Everyone doesn’t want their investments to be put into drain. It is all about profits for everyone. Some even want to trade 24/7 but are limited with their capacity as a human being. Humans tend to be greedy, especially when profits are on the rise and cower on the threat of facing losses.
This is why traders have been on a constant search for ways how to make their investments flourish. This where Expert Advisor takes place.
What Are Expert Advisors and How Does It Work?
Expert Advisor is a trading system that is automated which means that it can automatically open and close trades according to a pre-set rules. It can advise traders which trades to make and see which are not. The EA can also be automatically be programmed to automatically execute the trades on a live account.
The programming language used to develop the EA is MetaQuotes Language 4. The EA is an automated software so it can function 24/7.
Types of Expert Advisor
Commonly, there are four types of Expert Advisor that you may stumble upon. These EAs are:
News Expert Advisor
This takes into consideration several new and huge price increase that can take place during significant news releases.
Breakout Expert Advisor
Support and resistance levels are very vital in the trading market. They basically represent "supply and demand." This kind of EA opens trade when there is a significant price breakthrough preliminary determined on these levels.
Hedge Expert Advisor
This is used to reduce losses in forex trade. When you lost on an initial forex trade, then you will win on hedge trade. However, if you win on the initial trade, then the hedge trade will be deactivated and cancelled automatically.
Expert Advisor Scalper
Its goal is to pursue small profits when they are available.
The Downside of Expert Advisor
Expert Advisor has indeed been beneficial but unfortunately, it is lacking in some ways.
First, it is difficult to attest the accuracy of any Expert Advisor unless one tries it for himself.
Second, it does not work well on live accounts despite performing well on demo accounts, which results in traders losing their money.
Using Expert Advisors do not really guarantee bigger profits and lower losses.
Automated trading in the Forex Market needs proper risk and money management. The Expert Advisor only gives the opportunity to earn due to a large number of remunerative transactions.
However, it needs a lot of proper tuning up. No matter how advanced the logic that is built into the expert advisor nor how amazing the backtests results are, it cannot make up for its poor money management.
Money management rules the method of capital management to trade various assets. Its task is to meet an acceptable level of risk and use capital efficiently. It is the strategic management of position sizes to ensure a positive outcome. Losing trades can be easily reigned in and losing streaks can be accounted for if there is an excellent money management system.
Money Management Options
There are several options for money management that can be used when trading using the expert advisor.
Automatic Setting Lot
The lot size is set as a percentage of the Deposit. It means that the trader determines the possible loss he will receive if it was a safety Stop Loss order. Then, the trading robot will put the lot in the appropriate units.

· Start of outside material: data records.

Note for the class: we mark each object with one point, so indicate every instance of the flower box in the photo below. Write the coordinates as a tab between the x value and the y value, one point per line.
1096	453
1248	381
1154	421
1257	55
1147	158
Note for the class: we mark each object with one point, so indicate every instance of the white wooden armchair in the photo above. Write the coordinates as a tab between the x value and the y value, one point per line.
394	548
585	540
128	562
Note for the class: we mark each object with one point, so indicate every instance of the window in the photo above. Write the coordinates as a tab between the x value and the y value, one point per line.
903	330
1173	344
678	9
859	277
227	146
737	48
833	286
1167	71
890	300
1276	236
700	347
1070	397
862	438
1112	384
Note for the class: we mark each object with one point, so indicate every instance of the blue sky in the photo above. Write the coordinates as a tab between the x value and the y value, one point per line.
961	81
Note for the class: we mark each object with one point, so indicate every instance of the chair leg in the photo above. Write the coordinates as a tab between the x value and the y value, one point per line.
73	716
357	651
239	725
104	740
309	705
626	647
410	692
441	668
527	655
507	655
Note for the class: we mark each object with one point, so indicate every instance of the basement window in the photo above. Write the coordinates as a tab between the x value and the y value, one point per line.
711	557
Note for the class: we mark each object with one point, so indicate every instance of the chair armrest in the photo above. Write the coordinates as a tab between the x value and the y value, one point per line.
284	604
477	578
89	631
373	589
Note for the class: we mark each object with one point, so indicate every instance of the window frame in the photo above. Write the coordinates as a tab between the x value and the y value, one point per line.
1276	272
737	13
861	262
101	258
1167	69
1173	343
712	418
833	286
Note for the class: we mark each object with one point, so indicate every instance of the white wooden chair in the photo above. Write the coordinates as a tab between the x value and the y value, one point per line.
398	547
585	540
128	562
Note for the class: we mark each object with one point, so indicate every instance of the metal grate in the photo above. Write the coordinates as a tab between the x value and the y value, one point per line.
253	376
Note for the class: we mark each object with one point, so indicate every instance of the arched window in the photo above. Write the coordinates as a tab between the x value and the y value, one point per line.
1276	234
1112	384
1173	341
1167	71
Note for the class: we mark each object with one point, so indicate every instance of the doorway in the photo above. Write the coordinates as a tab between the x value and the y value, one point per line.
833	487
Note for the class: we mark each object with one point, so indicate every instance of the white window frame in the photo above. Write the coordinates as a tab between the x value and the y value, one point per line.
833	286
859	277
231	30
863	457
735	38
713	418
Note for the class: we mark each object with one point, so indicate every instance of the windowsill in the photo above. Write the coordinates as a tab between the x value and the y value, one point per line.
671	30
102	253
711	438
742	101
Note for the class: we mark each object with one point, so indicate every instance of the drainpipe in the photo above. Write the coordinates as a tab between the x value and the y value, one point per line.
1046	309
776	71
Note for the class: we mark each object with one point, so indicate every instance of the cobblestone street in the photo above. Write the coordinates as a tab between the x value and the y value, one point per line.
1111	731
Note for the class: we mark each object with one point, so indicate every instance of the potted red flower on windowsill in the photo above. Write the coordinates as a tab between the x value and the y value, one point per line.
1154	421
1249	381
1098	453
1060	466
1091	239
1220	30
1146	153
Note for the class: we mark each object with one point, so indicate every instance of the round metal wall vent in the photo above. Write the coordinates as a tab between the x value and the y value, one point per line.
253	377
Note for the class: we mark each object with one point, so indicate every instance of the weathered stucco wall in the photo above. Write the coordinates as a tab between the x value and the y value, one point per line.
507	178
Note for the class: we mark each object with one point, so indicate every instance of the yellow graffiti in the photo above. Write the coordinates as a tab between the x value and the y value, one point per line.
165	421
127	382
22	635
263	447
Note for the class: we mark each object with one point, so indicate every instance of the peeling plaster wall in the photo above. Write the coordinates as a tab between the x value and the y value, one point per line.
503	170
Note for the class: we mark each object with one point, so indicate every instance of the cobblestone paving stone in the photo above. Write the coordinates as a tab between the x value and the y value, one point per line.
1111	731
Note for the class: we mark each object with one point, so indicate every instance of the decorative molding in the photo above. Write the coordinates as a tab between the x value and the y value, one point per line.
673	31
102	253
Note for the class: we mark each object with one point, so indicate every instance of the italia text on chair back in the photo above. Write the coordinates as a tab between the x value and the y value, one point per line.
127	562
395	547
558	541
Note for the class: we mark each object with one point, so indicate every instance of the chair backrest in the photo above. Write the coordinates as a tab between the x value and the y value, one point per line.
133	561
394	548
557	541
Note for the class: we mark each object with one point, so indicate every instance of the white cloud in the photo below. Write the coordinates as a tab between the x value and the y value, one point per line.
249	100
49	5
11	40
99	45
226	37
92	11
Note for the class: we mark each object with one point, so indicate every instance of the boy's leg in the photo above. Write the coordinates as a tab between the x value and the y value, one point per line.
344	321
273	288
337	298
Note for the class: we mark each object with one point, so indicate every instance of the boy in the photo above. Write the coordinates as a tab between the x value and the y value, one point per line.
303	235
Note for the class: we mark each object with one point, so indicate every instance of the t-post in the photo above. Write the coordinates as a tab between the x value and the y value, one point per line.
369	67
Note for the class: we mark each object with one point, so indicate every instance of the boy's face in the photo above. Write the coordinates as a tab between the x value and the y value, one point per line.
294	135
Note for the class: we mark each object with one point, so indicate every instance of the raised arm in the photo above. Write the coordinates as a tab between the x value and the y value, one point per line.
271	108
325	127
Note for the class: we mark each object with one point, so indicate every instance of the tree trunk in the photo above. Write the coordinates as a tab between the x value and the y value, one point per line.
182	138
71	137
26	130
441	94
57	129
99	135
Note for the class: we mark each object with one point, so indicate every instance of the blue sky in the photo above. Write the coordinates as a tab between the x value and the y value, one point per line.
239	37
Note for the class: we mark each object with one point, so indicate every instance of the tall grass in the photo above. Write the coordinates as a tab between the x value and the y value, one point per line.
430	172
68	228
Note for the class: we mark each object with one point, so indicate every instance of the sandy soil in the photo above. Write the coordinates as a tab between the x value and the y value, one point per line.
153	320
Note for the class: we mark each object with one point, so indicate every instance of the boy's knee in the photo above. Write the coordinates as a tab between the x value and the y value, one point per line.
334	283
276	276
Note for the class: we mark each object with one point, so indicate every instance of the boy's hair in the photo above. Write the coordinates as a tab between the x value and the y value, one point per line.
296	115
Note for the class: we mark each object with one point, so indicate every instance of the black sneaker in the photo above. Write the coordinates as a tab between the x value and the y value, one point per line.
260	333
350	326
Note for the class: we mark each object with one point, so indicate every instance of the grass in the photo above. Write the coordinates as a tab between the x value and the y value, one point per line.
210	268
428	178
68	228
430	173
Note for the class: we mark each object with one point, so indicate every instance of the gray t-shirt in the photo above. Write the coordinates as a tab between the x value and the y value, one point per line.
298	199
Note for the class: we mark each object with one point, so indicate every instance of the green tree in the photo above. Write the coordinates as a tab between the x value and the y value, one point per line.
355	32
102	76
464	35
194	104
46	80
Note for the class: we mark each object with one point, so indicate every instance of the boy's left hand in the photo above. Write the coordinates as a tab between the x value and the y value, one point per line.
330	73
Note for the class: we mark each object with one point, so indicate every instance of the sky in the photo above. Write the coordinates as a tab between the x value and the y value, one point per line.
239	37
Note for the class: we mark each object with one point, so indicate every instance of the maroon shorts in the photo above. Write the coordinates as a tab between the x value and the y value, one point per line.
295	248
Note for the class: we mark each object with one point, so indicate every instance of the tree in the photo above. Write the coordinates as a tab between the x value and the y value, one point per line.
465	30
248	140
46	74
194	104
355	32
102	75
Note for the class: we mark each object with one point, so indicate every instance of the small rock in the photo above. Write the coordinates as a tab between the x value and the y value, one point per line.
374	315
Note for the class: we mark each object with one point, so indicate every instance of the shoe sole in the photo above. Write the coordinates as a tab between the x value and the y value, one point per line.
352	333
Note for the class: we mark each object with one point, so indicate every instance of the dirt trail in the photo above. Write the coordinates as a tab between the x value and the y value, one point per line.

The lot size that will be used in trading by the expert advisor will be indicated by the investor in the appropriate box. It is inconvenient because the settings need to be changed depending on the amount of funds in the account. The lot size should be calculated based on the size of the deposit.
The size of the first order in a series of orders
The algorithm which involves the opening of orders at a certain distance from each other set the size of the first transaction. The recommendations provided by the trading robot should be strictly followed.
Aside from having sound money management, one should also take into account that every expert advisor is going to experience a losing streak. Knowing this would help foresee and prepare when it happens. There is no knowing how long losing streak could last so it is essential to prepare to avoid the potential risk of wiping the account.
The risk of trading account size on any given trade should not exceed 2% in order for it to last for a long time. Profits and losses are always unpredictable. One may experience a very long losing streak and a very short winning streak; no one could tell. One could just have to make up for the losses it has.
Trading in a market as complex as Forex is like trading in the dark. No one could tell if you will earn a profit or completely lose on your account. There are various tips and strategies to refrain the loss from happening but still, it is a matter of proper preparation and decisions.